The conception of a place for persons in jeopardy for manslaughter or other crimes was widely received throughout the East during the times of the exodus. The temple of Diana at Ephesus proclaimed "a sanctuary" for a quarter of a mile in all directions from the temple, with the result that the greatest concentration of violent criminals on earth dwelt in the very shadow of the pagan temple. Joab, it will be remembered, sought sanctuary at the altar of God, but God's people did not honor such "sanctuaries." This institution of the cities of refuge was a far different thing from the heathen sanctuaries where the guilty were protected. These cities of refuge merely protected the refugee from the avenger until his case could be heard before his own congregation, and all turned upon their decision. If they declared him really to have committed unintentional manslaughter, he was confined to the area of the city of refuge until the death of the high priest, and if they declared him guilty of murder, he was given over to the vengeance of the avenger of blood. As Keil said, "These cities of refuge were never intended to save the criminal from any punishment that he deserved, but were simply established for the purpose of securing a just sentence, whereas, the pagan sanctuaries actually answered the purpose of rescuing the criminal from the punishment that he legally deserved."[9]
The Hebrew word from which we get "Avenger of Blood" is actually [~go'el],[10] the near-kinsman, or next of kin to the victim. He was a very important person in the customs and traditions of the Near East, even down to the present times. He had a number of functions, but one of the principal things was his duty of "settling" the debt caused by the death of his relative, which in the normal run of things meant killing the manslayer. Gray listed some of the duties of the [~go'el] as follows: "to contract a Levirate marriage, collect debts owed to the deceased, to buy a kinsman out of slavery into which poverty had compelled him to sell himself, and to buy property to keep it from passing out of his family ..."[11]
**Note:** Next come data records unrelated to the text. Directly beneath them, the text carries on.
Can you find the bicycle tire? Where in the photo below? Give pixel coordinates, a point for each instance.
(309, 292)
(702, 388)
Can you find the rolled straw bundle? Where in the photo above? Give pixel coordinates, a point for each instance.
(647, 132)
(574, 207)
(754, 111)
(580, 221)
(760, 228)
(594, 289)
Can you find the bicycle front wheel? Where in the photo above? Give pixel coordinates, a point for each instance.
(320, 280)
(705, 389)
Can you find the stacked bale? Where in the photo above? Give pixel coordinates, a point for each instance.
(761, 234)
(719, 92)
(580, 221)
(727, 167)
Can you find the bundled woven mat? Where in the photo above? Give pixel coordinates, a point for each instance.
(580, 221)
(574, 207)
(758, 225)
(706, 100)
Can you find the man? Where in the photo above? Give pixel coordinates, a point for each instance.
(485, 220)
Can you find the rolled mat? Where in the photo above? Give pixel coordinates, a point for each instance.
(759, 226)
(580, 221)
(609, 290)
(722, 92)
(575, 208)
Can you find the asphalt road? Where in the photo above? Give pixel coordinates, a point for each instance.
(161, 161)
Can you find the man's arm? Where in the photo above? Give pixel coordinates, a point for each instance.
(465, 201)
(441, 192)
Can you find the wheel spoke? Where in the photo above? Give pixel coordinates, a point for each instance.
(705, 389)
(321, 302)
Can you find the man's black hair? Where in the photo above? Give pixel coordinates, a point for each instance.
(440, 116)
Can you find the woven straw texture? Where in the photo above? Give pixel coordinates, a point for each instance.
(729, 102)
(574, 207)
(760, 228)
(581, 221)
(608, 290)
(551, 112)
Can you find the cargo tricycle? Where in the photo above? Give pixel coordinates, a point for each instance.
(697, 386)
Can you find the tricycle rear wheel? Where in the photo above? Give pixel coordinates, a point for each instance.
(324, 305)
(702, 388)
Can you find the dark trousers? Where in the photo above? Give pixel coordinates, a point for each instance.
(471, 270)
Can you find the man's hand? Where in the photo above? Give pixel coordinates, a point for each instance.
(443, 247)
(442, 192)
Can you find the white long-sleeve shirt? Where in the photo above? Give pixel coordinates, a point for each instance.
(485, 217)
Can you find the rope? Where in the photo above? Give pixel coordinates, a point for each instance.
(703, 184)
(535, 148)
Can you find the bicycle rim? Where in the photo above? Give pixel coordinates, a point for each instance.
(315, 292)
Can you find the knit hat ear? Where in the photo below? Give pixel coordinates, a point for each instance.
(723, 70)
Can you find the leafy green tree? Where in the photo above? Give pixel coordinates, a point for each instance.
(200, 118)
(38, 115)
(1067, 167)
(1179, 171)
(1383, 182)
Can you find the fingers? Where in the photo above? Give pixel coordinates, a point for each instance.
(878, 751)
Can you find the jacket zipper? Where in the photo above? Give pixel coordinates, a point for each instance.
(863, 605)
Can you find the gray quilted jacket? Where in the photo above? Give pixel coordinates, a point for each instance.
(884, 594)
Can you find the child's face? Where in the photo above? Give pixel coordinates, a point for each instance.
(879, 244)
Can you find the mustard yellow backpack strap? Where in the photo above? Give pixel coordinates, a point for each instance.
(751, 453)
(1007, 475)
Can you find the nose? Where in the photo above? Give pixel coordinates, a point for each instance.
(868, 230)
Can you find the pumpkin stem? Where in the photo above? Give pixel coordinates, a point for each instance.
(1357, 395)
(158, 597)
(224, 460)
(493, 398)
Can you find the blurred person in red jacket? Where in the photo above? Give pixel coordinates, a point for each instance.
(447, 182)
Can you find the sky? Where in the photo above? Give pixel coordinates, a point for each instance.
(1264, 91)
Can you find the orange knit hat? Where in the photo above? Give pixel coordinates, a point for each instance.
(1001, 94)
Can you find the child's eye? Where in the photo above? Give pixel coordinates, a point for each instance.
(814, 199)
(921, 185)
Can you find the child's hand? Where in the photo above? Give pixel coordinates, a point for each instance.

"Until he stand before the congregation ..." (Numbers 35:12). Carson thought this might refer either to the congregation in the city of refuge, or to the refugee's own congregation,[12] but most of the older commentators thought it meant the man's home assembly, at which location all the facts would be much more available.[13] "This took place in the city or the place where he had done the killing."[14] Recent Jewish scholars agree: "The congregation was of the community within whose boundaries the slaying occurred."[15]